Figure 1 above has been lifted from Shen et al, 2014. The fire in a bottle blog talks a lot about the PhD of Valerie Reeves however, this paper intrigues me far more then Valerie's. The reason for this is the amount of stearic acid used. Reeves used a diet where 40% of calories came from stearic acid to achieve a lean phenotype. Shen et al, 2014 uses 20% of the diet as fat and only 17% as stearic acid a much lower level which is able to achieve a great result.

Figure 2 the average caloric intake of the animals also revealed an interesting result. The diet that was able to consume the most calories was the stearic acid diet. The diet that consumed the least was the low fat diet. Yet when you analyse those 2 diets in figure 1 stearic acid mice had a lower total body fat % compare to the low fat diet which had some of the highest levels of fat.

The body composition results expressed that the lean mass was also affected heavily by the diet composition with stearic acid diets containing the greatest percentage of lean mass. But, when consulting the graph on body weight they found no significant differences between any of the diets.

Therefore I propose possible reasons for this result:

1- Stearic Acid acts to prevent the build up of primarily visceral fat and secondarily subcutaneous fat.

2- PUFA works to limit the building of lean tissue. The low level found in the stearic acid diet compared to the others could explain the higher lean mass level which kept the mice the same weight. lean mass generation requires more calories than the growth of adipose tissue.

Over the following weeks I will be looking to see if there is any evidence that PUFA downregulates the processes of lean mass building. Otherwise so far the ideas of Brad and Petro seem to fit what we see in terms of PUFA but I still do not entirely agree just yet that the metabolic boost comes from the mitochondria operating better.

The diets utilised are as quoted below:

"Animals were divided randomly into four groups of 10 mice each, and were placed on one of four diets: a low fat diet (5% corn oil diet) comparable to normal rodent chow, a 20% safflower oil diet, a 17% corn oil/3% safflower oil diet and a 17% stearic acid/3% safflower oil diet. The stearic acid-rich diet used in these studies contained a minimum amount of essential fatty acids required for normal growth and development, and dietary stearic acid as the primary fatty acid. This diet minimizes the confounding effects of other fatty acids while not affecting total body weight [13], [14]. These diets were prepared by Harlan-Teklad (Madison, WI) and details have been published [13]."

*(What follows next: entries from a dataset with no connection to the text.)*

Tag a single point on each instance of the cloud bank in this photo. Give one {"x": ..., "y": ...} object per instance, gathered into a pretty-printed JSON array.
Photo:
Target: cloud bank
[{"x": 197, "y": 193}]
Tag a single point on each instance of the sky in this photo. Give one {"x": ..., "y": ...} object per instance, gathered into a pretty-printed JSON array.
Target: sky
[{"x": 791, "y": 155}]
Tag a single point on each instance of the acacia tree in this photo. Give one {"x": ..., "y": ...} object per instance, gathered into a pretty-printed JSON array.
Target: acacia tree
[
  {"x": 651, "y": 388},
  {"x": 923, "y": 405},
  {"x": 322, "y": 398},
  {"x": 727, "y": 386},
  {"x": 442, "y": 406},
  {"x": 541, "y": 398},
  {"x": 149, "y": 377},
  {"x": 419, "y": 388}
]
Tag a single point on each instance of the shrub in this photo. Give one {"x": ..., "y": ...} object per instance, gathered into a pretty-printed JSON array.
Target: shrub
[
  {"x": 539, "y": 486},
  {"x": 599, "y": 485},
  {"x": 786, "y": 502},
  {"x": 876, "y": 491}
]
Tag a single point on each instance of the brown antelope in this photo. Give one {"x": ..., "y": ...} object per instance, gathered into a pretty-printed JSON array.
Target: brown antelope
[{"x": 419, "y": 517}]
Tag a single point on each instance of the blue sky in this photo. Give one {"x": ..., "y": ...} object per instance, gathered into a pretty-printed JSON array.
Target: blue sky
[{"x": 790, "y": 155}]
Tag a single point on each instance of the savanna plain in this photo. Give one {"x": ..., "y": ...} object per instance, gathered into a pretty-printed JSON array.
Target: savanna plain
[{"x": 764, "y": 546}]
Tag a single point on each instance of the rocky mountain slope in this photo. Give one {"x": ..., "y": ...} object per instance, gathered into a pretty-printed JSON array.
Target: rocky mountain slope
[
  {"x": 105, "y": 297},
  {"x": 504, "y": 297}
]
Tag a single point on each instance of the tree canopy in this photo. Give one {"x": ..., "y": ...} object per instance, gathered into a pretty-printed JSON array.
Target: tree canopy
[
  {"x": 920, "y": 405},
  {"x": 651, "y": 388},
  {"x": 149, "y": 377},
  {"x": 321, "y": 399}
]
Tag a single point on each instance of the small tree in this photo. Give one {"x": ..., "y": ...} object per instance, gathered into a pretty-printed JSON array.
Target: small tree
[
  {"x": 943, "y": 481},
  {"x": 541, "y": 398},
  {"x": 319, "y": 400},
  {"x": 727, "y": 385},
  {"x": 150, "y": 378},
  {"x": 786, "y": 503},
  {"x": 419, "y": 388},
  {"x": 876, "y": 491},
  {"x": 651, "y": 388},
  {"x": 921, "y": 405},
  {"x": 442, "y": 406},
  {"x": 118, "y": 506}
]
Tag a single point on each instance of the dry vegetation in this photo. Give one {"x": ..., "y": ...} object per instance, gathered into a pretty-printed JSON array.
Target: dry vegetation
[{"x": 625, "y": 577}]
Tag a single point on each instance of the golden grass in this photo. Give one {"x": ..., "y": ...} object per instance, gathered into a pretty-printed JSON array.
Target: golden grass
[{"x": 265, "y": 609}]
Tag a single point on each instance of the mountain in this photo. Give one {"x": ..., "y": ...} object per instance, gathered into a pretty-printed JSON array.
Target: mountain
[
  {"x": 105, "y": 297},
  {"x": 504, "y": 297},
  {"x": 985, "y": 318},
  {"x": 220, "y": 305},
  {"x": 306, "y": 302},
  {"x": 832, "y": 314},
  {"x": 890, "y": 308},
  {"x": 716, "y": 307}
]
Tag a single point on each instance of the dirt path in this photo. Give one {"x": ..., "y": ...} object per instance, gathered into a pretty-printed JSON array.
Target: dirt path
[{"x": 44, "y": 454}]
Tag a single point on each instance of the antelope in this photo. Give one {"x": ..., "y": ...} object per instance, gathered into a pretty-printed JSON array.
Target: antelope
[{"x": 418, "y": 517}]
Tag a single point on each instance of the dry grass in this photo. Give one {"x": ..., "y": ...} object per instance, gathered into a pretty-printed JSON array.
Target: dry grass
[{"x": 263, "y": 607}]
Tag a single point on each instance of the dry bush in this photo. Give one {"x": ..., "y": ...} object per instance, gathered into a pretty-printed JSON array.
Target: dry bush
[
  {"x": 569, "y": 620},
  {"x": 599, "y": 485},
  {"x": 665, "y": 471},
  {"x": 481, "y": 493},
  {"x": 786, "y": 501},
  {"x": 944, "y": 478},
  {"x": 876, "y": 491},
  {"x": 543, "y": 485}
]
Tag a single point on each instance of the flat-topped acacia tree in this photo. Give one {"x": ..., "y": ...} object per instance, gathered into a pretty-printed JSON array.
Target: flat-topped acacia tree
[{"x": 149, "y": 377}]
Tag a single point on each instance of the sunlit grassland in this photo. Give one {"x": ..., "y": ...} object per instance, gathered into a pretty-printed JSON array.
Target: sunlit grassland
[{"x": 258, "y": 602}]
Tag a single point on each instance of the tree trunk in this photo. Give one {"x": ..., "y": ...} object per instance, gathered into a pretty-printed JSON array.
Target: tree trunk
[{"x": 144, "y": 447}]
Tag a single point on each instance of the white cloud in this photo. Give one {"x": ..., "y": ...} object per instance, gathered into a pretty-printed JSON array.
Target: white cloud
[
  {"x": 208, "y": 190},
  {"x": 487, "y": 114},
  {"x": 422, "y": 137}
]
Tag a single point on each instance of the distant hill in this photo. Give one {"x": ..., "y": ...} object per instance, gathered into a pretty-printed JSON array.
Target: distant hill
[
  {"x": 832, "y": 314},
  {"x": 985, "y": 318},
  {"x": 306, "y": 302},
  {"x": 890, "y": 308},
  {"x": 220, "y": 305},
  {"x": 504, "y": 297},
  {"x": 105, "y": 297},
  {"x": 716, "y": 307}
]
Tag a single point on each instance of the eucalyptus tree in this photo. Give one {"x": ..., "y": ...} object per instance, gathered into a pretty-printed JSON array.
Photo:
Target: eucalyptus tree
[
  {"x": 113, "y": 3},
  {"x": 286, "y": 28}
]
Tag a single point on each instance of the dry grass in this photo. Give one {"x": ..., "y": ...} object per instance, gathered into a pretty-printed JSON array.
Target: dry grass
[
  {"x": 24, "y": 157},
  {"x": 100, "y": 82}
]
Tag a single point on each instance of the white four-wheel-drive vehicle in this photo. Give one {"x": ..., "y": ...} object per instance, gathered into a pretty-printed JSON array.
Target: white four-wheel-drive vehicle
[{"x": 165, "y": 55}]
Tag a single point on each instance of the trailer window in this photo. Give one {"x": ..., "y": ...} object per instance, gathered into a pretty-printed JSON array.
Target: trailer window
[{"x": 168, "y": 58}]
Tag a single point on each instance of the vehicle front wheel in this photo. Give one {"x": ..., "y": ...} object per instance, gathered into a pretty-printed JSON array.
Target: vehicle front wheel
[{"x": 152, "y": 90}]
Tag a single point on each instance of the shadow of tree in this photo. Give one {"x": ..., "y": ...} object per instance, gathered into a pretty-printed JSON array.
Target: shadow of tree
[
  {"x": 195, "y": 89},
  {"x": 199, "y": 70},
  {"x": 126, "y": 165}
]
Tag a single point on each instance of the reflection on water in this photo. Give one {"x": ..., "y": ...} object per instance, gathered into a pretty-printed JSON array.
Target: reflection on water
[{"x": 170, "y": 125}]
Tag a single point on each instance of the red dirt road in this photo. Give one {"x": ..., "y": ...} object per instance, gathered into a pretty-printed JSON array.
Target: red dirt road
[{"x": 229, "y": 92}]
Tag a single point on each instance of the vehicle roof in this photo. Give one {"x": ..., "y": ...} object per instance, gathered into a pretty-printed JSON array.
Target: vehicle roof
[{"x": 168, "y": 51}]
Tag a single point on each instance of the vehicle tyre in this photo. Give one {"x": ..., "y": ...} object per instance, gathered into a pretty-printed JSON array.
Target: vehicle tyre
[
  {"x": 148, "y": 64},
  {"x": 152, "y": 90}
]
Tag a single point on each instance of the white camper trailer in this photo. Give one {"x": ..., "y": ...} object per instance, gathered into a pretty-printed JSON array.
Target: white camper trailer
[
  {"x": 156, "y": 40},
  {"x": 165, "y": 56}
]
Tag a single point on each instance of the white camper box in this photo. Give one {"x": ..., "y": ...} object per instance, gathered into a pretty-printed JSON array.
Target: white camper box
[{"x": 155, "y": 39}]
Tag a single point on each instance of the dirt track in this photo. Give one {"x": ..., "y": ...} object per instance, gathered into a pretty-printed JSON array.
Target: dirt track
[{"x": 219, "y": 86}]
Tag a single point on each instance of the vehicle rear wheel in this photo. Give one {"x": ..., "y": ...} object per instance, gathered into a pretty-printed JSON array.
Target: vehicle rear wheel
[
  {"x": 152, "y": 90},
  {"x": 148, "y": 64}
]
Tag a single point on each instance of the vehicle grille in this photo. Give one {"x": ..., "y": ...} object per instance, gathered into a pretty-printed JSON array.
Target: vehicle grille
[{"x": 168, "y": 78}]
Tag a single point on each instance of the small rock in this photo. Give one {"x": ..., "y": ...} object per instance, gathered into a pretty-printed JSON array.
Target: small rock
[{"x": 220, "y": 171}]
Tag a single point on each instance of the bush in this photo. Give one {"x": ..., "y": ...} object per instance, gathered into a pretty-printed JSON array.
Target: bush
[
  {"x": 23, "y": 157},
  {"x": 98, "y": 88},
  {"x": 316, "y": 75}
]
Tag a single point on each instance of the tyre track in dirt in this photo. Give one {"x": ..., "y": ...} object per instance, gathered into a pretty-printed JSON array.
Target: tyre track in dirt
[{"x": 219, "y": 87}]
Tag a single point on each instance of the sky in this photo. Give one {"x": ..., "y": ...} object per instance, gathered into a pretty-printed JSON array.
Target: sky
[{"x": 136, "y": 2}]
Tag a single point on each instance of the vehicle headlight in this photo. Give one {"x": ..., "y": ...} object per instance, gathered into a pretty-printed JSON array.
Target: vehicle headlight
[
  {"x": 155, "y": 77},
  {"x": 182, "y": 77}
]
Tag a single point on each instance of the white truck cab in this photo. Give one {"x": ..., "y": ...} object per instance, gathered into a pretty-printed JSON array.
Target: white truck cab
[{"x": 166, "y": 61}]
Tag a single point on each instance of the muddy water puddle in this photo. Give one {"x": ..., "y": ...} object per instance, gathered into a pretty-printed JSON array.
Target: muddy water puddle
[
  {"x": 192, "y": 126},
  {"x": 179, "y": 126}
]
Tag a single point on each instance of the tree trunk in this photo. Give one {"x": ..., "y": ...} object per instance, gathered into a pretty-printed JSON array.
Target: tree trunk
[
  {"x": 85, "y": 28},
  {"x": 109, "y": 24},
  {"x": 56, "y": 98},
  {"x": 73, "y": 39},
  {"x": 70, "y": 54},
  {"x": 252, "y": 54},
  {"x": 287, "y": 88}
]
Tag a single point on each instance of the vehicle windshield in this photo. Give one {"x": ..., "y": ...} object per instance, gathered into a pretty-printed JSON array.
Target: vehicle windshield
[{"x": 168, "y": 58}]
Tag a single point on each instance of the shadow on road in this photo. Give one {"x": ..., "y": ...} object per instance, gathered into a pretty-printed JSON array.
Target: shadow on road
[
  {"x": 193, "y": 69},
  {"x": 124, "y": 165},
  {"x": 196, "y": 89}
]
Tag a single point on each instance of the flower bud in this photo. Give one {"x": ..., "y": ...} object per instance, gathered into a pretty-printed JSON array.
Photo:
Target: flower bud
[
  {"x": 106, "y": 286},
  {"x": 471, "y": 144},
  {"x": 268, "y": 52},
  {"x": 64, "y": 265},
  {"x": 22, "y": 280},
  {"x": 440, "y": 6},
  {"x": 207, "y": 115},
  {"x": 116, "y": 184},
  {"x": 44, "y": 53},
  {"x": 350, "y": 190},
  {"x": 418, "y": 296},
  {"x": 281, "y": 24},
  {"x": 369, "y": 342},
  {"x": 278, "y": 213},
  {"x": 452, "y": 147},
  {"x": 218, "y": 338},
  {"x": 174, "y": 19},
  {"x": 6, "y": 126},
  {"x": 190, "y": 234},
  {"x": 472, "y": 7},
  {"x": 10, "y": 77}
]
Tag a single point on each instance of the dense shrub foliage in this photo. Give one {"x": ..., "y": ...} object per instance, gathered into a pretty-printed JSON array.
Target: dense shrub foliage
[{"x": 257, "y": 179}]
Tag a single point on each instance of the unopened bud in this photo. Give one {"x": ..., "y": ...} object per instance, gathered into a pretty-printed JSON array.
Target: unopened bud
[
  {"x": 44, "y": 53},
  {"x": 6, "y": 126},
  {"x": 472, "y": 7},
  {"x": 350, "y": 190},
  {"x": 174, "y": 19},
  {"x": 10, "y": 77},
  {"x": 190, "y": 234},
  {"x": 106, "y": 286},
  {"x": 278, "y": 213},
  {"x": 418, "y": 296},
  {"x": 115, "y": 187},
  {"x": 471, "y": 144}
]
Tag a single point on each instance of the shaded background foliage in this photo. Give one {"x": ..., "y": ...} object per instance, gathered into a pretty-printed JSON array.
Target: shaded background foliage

To give you an idea of what we are looking at comparing safflower oil is as follows

References:

Shen MC, Zhao X, Siegal GP, Desmond R, Hardy RW. Dietary stearic acid leads to a reduction of visceral adipose tissue in athymic nude mice. PLoS One. 2014 Sep 15;9(9):e104083. doi: 10.1371/journal.pone.0104083. PMID: 25222131; PMCID: PMC4164353.

Deliorman Orhan D, Pekacar S, Ulutaş OK, Özüpek B, Sümmeoğlu D, Berkkan A. Assessment of Commercially Safflower Oils (Carthami Oleum Raffinatum) in Terms of European Pharmacopoeia Criteria and Their Weight Control Potentials. Turk J Pharm Sci. 2022 Jun 27;19(3):273-279. doi: 10.4274/tjps.galenos.2021.84484. PMID: 35775241; PMCID: PMC9254086.